Si bien es comprensible que los amigos de Uribe sigan considerando lo que expresaron en términos airados antes y después del fallo, lo aconsejable es que lo lean y se serenen —al igual que los expresidentes que suscribieron una carta plagada de inexactitudes—, porque no pueden pregonar respeto a las decisiones judiciales y al mismo tiempo denigrar del sistema y de los funcionarios. A estas alturas ya deberían tener aprendido que no se puede convencer a gritos a los jueces, ni menos amenazarlos, porque en eso tienen que intentar no imitar al propio Uribe quien, con su desencajada y brusca declaración del día anterior a la audiencia en la que lo condenaron, dejó en evidencia su ánimo pendenciero porque se entregó a la inútil tarea de agredir hasta a los progenitores de su contraparte.

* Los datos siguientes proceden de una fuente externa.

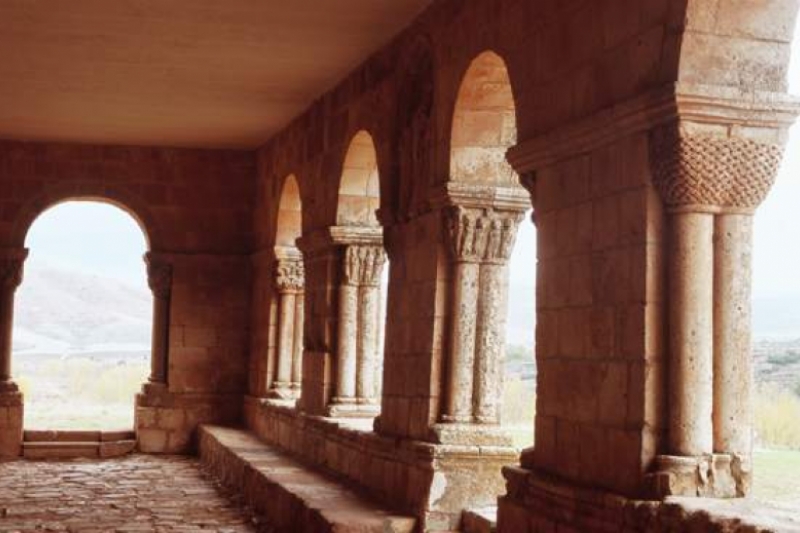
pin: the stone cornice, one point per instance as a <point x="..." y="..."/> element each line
<point x="702" y="104"/>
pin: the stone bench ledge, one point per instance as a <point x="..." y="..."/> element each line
<point x="290" y="496"/>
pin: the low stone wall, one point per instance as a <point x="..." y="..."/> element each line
<point x="434" y="482"/>
<point x="167" y="422"/>
<point x="535" y="502"/>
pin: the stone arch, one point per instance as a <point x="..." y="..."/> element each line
<point x="480" y="231"/>
<point x="484" y="124"/>
<point x="359" y="186"/>
<point x="131" y="204"/>
<point x="289" y="223"/>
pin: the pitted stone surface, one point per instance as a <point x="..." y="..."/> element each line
<point x="137" y="493"/>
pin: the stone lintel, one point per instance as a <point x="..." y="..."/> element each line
<point x="702" y="104"/>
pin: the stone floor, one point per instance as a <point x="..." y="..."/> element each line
<point x="133" y="494"/>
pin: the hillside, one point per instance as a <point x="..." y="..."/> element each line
<point x="59" y="311"/>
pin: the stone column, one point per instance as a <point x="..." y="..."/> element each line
<point x="159" y="278"/>
<point x="691" y="273"/>
<point x="11" y="405"/>
<point x="347" y="342"/>
<point x="710" y="185"/>
<point x="466" y="236"/>
<point x="297" y="344"/>
<point x="357" y="333"/>
<point x="492" y="314"/>
<point x="733" y="374"/>
<point x="372" y="259"/>
<point x="289" y="284"/>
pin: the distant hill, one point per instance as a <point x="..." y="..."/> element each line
<point x="60" y="311"/>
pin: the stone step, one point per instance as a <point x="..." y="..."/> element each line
<point x="289" y="496"/>
<point x="57" y="435"/>
<point x="483" y="520"/>
<point x="77" y="449"/>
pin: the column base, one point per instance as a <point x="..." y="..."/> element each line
<point x="472" y="435"/>
<point x="11" y="420"/>
<point x="352" y="408"/>
<point x="708" y="476"/>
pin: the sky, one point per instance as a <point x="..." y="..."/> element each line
<point x="90" y="237"/>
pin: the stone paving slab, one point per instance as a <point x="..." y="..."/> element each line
<point x="136" y="493"/>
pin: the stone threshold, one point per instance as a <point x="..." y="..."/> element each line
<point x="290" y="496"/>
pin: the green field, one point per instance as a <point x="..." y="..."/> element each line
<point x="776" y="476"/>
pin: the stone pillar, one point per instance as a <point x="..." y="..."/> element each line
<point x="480" y="243"/>
<point x="493" y="311"/>
<point x="733" y="374"/>
<point x="373" y="259"/>
<point x="159" y="278"/>
<point x="357" y="333"/>
<point x="11" y="402"/>
<point x="297" y="342"/>
<point x="289" y="284"/>
<point x="691" y="274"/>
<point x="710" y="184"/>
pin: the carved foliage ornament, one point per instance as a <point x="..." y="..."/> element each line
<point x="477" y="236"/>
<point x="363" y="265"/>
<point x="290" y="275"/>
<point x="711" y="171"/>
<point x="159" y="276"/>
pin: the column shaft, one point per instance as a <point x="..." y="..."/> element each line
<point x="347" y="342"/>
<point x="691" y="334"/>
<point x="285" y="340"/>
<point x="297" y="343"/>
<point x="491" y="335"/>
<point x="369" y="296"/>
<point x="160" y="340"/>
<point x="458" y="405"/>
<point x="732" y="367"/>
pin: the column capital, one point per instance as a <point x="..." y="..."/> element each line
<point x="710" y="172"/>
<point x="159" y="274"/>
<point x="289" y="274"/>
<point x="363" y="264"/>
<point x="481" y="235"/>
<point x="12" y="262"/>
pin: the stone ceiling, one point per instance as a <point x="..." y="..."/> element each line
<point x="200" y="73"/>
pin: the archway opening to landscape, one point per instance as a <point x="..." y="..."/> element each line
<point x="83" y="318"/>
<point x="483" y="129"/>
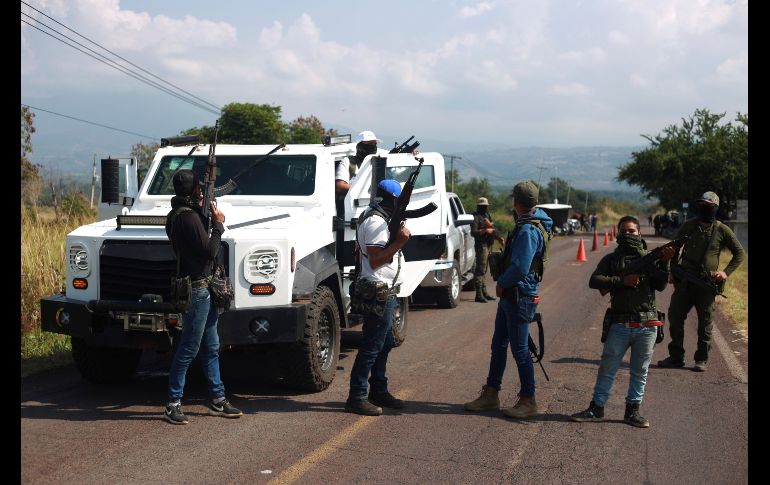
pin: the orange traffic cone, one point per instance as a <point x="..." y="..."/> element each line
<point x="581" y="253"/>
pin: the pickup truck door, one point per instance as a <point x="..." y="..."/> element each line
<point x="428" y="237"/>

Ahora los uribistas confirman lo que desde siempre se ha conocido y además consta en los estatutos del Centro Democrático: es un partido de un solo hombre; un mesías, un caudillo inmortal, un monarca sin sucesor, que es en lo que han convertido a Uribe con su visto bueno. Las organizaciones políticas deben ser superiores a sus jefes y subsistir con la fuerza de sus ideas cuando enfrentan situaciones de riesgo prolongado. Si no encuentran en sus filas quien asuma la vocería que hasta ahora ha ejercido Uribe, porque no hay quien lo reemplace o suceda, no hay duda de que ese partido está en problemas y no merecería la credibilidad ni el aplauso de quienes lo han acompañado por años.

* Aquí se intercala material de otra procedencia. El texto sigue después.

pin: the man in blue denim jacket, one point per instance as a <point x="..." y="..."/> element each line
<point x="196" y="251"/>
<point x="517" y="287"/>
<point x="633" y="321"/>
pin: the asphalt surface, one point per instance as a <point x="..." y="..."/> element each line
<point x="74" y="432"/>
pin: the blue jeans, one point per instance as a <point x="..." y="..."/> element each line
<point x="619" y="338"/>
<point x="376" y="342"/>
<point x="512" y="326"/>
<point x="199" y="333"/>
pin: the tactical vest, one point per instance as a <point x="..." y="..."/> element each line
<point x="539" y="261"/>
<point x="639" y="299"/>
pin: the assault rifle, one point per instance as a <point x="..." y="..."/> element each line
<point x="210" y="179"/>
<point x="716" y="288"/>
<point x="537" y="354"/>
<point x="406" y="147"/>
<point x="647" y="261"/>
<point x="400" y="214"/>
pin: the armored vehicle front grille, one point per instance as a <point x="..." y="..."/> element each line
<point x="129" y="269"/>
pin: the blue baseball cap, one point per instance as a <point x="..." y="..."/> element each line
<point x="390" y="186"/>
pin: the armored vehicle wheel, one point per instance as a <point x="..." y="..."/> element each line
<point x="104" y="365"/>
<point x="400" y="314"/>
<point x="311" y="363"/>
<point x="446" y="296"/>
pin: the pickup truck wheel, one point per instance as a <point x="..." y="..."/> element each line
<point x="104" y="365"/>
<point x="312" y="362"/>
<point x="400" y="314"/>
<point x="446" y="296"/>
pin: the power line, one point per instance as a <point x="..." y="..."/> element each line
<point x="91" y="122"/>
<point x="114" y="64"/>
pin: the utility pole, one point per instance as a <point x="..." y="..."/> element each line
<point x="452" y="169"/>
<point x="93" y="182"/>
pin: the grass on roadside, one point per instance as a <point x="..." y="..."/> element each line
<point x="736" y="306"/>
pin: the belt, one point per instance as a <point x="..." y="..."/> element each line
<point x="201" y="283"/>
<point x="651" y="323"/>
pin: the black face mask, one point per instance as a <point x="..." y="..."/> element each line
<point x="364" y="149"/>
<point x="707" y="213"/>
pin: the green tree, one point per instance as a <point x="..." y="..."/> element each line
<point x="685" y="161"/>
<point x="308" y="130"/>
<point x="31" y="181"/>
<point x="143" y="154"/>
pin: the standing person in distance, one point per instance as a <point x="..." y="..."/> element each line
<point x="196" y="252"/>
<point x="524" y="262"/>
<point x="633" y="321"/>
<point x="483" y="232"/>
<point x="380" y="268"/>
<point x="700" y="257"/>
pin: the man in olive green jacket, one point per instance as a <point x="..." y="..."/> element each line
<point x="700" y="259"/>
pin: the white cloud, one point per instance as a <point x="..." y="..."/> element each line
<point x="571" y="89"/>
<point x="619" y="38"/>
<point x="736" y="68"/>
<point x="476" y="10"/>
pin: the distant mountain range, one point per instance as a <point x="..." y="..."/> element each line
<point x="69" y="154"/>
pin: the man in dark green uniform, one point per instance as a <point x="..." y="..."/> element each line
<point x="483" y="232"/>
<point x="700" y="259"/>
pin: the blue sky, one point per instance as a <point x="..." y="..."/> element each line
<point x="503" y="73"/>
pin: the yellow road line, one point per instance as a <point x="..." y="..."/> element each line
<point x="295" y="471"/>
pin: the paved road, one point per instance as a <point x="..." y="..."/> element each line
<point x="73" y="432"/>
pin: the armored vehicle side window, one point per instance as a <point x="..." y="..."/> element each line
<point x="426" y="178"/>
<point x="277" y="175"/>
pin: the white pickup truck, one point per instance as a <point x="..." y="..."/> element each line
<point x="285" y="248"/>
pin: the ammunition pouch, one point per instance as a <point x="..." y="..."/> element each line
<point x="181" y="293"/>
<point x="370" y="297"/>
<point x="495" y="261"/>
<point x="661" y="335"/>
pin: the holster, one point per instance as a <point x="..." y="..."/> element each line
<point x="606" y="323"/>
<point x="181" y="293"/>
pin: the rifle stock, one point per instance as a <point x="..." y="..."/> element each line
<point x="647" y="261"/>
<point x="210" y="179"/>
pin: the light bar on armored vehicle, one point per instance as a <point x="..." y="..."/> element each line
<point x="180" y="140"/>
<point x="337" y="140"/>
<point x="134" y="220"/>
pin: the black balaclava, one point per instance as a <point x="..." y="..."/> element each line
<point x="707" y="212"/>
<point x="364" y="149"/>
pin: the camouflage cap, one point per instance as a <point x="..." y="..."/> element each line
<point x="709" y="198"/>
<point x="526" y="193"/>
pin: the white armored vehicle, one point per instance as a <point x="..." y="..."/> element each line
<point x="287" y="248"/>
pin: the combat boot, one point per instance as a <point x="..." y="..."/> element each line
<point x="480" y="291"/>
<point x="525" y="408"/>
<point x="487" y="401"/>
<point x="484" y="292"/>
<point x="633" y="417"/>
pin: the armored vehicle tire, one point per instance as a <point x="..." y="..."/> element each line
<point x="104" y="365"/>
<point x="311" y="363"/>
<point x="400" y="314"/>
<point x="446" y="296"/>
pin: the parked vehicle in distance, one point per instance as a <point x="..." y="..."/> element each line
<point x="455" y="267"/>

Otros países han resistido el deterioro de sus patriarcas y han sostenido sus agrupaciones políticas aun después de destruidas las divinidades que idolatraron. Por ejemplo, Francia al término de la Segunda Guerra condenó a la pena de muerte por traición al mariscal Petain, el vencedor en la Primera Guerra. El “héroe de Verdum” negoció un armisticio infamante con Hitler y presidió el régimen colaboracionista de Vichy, cayó del pedestal en el que lo habían situado sus compatriotas, pero vivió sus últimos días preso y defenestrado, pero De Gaulle lo salvó de la ejecución porque era un anciano de 90 años.

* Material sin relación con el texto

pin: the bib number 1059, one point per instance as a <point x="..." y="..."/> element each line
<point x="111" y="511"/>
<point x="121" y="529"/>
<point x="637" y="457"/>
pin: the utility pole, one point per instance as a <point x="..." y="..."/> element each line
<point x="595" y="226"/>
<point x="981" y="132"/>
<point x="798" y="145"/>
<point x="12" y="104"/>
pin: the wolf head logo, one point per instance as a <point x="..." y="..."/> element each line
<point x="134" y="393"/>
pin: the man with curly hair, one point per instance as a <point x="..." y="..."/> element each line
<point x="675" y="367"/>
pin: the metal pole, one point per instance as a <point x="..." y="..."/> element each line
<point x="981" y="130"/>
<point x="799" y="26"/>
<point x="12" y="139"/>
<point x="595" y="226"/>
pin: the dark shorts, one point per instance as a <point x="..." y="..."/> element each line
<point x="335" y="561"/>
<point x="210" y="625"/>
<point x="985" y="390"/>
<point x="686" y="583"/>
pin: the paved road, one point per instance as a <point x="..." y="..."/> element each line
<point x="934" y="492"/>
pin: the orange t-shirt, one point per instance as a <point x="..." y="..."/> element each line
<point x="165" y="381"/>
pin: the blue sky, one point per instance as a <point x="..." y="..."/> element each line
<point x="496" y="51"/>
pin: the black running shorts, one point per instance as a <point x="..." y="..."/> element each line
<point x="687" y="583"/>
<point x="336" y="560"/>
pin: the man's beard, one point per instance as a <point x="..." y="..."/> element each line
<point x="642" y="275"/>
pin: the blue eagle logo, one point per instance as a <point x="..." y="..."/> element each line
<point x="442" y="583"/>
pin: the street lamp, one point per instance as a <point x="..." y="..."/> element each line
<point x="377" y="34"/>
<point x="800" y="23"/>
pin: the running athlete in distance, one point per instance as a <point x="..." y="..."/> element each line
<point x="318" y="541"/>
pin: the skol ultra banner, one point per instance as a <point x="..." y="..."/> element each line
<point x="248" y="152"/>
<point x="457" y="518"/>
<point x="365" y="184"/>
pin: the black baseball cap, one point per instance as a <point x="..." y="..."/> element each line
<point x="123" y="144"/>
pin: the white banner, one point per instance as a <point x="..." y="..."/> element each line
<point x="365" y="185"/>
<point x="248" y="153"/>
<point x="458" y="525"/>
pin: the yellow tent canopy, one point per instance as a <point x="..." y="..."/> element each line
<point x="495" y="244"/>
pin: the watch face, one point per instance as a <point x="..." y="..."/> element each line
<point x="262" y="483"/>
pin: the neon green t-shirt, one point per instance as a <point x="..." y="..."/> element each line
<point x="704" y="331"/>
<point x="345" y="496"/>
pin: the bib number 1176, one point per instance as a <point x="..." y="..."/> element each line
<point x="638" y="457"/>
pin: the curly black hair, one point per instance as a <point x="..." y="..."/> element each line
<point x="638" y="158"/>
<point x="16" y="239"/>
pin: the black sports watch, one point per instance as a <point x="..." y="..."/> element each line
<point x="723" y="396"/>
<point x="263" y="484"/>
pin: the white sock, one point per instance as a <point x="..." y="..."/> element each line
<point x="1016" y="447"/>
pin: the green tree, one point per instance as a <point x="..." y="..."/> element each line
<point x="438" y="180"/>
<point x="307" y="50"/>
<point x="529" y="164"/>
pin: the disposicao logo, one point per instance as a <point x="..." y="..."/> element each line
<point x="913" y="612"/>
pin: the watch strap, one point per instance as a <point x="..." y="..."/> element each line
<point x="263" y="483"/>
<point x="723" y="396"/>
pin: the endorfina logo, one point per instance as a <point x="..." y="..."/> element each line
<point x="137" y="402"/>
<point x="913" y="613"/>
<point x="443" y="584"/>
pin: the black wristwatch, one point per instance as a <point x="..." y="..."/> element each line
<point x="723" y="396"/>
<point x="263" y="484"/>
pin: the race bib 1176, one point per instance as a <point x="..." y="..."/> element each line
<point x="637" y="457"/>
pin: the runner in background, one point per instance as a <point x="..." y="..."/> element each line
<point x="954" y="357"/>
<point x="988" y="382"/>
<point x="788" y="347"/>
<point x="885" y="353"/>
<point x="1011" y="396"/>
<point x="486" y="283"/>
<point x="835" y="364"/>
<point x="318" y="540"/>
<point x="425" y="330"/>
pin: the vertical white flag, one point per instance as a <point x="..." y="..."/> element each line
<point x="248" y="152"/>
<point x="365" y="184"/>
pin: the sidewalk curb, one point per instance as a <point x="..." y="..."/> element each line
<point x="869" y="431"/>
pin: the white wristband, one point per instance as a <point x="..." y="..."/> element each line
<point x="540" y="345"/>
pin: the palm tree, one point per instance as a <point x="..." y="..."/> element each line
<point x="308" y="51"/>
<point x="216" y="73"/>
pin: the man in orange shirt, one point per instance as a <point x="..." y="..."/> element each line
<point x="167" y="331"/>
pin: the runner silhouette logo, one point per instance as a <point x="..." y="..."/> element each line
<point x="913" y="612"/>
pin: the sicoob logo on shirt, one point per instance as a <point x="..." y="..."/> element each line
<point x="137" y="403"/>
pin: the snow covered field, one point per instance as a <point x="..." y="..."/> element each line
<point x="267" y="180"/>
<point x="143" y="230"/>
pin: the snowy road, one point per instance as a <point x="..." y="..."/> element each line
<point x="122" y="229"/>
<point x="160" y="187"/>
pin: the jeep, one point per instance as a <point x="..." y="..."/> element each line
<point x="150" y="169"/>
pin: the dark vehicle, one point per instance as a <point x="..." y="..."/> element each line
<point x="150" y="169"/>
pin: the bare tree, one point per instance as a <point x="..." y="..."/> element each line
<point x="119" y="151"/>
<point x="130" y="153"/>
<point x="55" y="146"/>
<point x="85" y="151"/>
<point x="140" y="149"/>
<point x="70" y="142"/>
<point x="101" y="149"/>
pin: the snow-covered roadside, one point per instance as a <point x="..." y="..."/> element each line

Los casos abundan. Slobodan Miloševic, el poderoso líder serbio, condenado por crímenes de guerra, murió en una celda del Tribunal de la Haya. En Latinoamérica es icónico el reciente episodio de Alberto Fujimori quien, de salvador de la patria por haber aniquilado al grupo terrorista Sendero Luminoso, terminó condenado por violar los derechos humanos y corrupción, entre otros graves delitos, quien estuvo prácticamente detenido hasta el final de sus días. El dictador Pinochet, alabado y endiosado en su tiempo por los momios chilenos, acabó mal desde cuando el juez español Baltazar Garzón lo humilló deteniéndolo en Londres —suceso que ha dejado magistralmente relatado el escritor Philippe Sands en su último libro Calle Londres 38— y luego en su país cuando se descubrieron sus cuantiosas cuentas en el Banco Riggs repletas de dólares mal habidos.
Por supuesto, Uribe no ha sido condenado por traición, ni por robar, ni por los variados delitos que sepultaron a varios de sus colegas, y ni siquiera por una sentencia definitiva. De manera que, si el uribismo pretende seguir sintonizándose con sus seguidores, no puede ser inferior ante esta dificultad que hoy amenaza a su más preciada reliquia. Y el mismo Uribe tendrá que resignarse a que haya partido sin él y después de él, y que aparezca alguien que tenga autoridad para sucederlo, que por lo pronto no se ve quién pudiera ser.
Adenda No 1. Otro decretazo petrista. Esta vez el “bocazas” ministro Guillermo Alfonso Jaramillo reforma arbitraria e inconstitucionalmente el sistema de salud.
Adenda No 2. Gratitud eterna al rector magnífico Carlos Angulo Galvis, quien hizo de la Universidad de los Andes lo que es hoy. Paz en su tumba.